Anel de Blogs Científicos
Acaba de ser inaugurado pela USP Ribeirão Preto o Laboratório de Divulgação Científica que hospeda o Anel de Blogs Científicos, cujo objetivo é agregar os blogueiros de ciência de língua portuguesa. O Geófagos teve a honra de ser um dos primeiros blogs convidados e já fazer parte do dito anel. Quem nos convidou foi o coordenador do projeto, Prof. Osame Kinouchi, também blogueiro no ótimo Semciência. Há algum tempo fazemos parte de algo parecido, o português Divulgar Ciência. Agora o fenômeno blog ganha a academia e, felizmente, com os blogs de ciência. O Anel de Blogs Científicos convida os blogueiros de ciência a se inscreverem mandando um e-mail para o Gustavo Miranda Forte (“Zedy”) no seguinte endereço: forte@fmrp.usp.br. Blogueiros de ciência, unamo-nos!

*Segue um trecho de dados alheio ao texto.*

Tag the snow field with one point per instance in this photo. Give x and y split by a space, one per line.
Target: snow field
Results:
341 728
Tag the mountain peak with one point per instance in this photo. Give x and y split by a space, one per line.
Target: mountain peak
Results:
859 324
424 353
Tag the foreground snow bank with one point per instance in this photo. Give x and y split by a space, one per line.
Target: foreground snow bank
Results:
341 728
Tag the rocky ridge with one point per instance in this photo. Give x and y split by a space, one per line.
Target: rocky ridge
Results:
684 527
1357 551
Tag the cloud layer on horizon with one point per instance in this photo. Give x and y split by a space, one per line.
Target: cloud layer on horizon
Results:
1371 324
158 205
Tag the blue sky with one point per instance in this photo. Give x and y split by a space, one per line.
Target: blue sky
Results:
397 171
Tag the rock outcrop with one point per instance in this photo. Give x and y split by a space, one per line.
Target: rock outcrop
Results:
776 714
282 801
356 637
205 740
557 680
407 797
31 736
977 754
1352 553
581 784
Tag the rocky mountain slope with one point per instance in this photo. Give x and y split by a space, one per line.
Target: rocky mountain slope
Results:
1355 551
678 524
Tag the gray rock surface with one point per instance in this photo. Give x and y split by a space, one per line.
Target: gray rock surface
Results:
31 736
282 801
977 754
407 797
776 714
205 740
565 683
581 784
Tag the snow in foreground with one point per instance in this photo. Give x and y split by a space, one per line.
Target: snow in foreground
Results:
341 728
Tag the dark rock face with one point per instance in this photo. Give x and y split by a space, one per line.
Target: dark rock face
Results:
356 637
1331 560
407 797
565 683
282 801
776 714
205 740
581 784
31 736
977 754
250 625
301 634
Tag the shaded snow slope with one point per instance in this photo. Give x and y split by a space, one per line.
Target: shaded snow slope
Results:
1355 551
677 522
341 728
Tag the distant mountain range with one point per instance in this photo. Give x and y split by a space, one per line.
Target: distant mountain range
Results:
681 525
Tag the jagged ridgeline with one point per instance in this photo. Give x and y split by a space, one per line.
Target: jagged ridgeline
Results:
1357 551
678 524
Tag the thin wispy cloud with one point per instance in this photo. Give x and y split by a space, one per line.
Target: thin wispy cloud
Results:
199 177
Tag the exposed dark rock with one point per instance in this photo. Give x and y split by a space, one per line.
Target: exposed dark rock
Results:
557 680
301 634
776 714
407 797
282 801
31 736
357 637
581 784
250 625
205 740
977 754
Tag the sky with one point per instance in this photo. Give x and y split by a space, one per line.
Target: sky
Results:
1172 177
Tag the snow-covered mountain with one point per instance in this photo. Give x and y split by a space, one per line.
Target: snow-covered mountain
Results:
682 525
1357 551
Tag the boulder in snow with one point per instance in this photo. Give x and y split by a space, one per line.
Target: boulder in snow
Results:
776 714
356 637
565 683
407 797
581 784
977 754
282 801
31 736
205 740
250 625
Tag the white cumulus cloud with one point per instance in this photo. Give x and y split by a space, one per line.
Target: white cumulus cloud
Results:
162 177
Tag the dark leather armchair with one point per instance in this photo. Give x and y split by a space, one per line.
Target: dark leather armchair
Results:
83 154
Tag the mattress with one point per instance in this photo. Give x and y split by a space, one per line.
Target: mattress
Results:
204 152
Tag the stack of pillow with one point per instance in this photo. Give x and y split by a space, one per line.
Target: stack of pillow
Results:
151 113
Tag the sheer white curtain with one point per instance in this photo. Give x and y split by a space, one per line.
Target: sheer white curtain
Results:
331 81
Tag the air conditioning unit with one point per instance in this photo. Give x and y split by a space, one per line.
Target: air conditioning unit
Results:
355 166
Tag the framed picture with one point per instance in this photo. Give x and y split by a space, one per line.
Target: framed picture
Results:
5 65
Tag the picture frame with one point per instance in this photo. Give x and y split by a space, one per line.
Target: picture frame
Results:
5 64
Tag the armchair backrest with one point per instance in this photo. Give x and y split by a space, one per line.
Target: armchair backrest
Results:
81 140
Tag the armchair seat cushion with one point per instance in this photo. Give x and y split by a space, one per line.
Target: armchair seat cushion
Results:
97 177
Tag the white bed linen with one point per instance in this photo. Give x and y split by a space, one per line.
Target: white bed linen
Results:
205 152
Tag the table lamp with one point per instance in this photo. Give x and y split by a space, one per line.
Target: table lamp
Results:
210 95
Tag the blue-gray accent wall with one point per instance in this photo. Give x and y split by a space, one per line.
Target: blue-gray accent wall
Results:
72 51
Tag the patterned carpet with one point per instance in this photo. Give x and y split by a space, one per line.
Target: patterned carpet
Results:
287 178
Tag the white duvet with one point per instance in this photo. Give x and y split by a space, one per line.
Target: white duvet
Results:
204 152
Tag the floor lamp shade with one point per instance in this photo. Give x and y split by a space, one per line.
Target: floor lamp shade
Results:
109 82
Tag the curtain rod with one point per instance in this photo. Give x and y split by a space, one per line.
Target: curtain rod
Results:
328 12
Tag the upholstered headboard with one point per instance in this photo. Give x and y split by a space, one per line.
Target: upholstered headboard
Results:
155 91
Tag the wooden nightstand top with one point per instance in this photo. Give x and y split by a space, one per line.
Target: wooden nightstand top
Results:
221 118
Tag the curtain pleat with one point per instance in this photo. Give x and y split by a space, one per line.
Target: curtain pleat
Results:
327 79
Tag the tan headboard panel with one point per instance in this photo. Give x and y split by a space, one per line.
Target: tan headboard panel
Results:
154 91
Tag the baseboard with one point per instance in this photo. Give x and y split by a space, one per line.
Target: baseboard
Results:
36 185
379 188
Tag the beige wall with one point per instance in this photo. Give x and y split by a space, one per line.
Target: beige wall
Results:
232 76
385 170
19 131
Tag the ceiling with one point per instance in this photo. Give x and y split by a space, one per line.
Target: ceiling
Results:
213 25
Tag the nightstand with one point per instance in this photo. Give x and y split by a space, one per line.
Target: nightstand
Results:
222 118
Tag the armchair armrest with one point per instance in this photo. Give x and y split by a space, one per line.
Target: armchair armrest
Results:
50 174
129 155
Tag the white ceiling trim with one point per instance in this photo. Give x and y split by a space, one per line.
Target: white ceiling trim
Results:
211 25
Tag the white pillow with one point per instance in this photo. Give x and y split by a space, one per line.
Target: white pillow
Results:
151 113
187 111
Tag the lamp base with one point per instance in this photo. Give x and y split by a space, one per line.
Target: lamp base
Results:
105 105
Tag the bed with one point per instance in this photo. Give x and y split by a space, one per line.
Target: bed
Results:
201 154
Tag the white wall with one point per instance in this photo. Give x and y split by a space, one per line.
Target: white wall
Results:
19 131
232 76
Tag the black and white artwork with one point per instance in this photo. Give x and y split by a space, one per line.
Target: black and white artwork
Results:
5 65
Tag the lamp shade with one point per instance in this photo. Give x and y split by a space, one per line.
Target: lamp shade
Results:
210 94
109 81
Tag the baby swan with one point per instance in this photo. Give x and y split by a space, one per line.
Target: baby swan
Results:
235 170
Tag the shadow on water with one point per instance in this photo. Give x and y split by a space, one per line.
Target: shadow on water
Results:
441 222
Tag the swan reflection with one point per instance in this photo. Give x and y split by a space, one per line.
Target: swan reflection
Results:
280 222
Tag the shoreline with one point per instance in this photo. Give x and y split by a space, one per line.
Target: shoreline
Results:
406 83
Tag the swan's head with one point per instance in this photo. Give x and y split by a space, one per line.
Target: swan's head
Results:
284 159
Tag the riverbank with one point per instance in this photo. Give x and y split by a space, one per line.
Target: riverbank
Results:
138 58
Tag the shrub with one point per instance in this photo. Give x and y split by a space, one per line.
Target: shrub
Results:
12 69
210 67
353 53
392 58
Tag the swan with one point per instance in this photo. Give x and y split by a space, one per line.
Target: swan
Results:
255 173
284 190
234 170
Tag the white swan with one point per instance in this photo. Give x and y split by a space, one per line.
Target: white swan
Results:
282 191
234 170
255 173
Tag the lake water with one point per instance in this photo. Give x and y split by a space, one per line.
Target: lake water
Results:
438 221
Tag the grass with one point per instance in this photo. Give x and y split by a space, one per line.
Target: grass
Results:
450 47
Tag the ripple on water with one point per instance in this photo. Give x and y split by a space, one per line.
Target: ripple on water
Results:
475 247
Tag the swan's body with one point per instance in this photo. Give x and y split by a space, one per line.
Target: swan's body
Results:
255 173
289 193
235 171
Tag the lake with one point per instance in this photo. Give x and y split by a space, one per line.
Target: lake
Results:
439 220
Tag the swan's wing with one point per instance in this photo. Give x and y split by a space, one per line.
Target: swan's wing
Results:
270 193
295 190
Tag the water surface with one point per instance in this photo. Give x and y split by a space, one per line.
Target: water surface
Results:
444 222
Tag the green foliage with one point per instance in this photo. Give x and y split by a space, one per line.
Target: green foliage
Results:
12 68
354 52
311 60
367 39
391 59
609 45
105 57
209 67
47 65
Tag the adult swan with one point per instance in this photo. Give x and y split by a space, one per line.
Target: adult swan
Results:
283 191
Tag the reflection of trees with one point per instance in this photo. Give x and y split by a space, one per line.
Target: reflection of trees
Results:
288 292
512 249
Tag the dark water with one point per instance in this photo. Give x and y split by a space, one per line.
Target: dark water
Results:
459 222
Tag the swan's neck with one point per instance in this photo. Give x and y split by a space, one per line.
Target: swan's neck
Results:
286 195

Nicolelis, Nordeste e Nobel
Como algum desejado leitor fiel deve ter percebido, temos mudado um pouco o “perfil” dos textos publicados no Geófagos. Além de meramente educativos, nossos posts têm agora procurado sugerir soluções. Semana passada, neste post, sugerimos como alternativa para o real avanço da região Nordeste o abandono de tentativas destinadas ao malfado, como a agropecuária em regiões sobre embasamento cristalino, e a conversão da região em pólo científico e tecnológico, como o que acontece embrionariamente na UFCG, em Campina Grande. Além de ter nascido e crescido na região, observando-a e meditando alternativas, tenho sido influenciado também pelas ações do neurocientista brasileiro Miguel Nicolelis, fundador do Instituto Internacional de Neurociências de Natal, que, depois de atingir sucesso e prestígio profissionais internacionais, resolveu adotar o Nordeste como sede de seu Instituto e tem, como nós, a idéia de transformar a região em algo como o Vale do Silício, na Califórnia. O Jornal da Ciência acaba de publicar este texto sobre Nicolelis e sua caminhada irreversível para o Nobel. Não nos ufanemos demasiadamente no entanto: Nicolelis é brasileiro, formou-se e doutorou-se no Brasil, mas só teve condições de se mostrar ao mundo porque universidades americanas viram e gostaram de seu trabalho, a ponto de lhe criarem um laboratório próprio, com seu nome. O Brasil não lhe deu condições para aqui trabalhar e produzir o que tem produzido, mas, tenho certeza, as “autoridades” se apressarão em dividir os louros, quando vierem. E continuarão sem concordar que o país não precisa mais de políticos, mas de cientistas.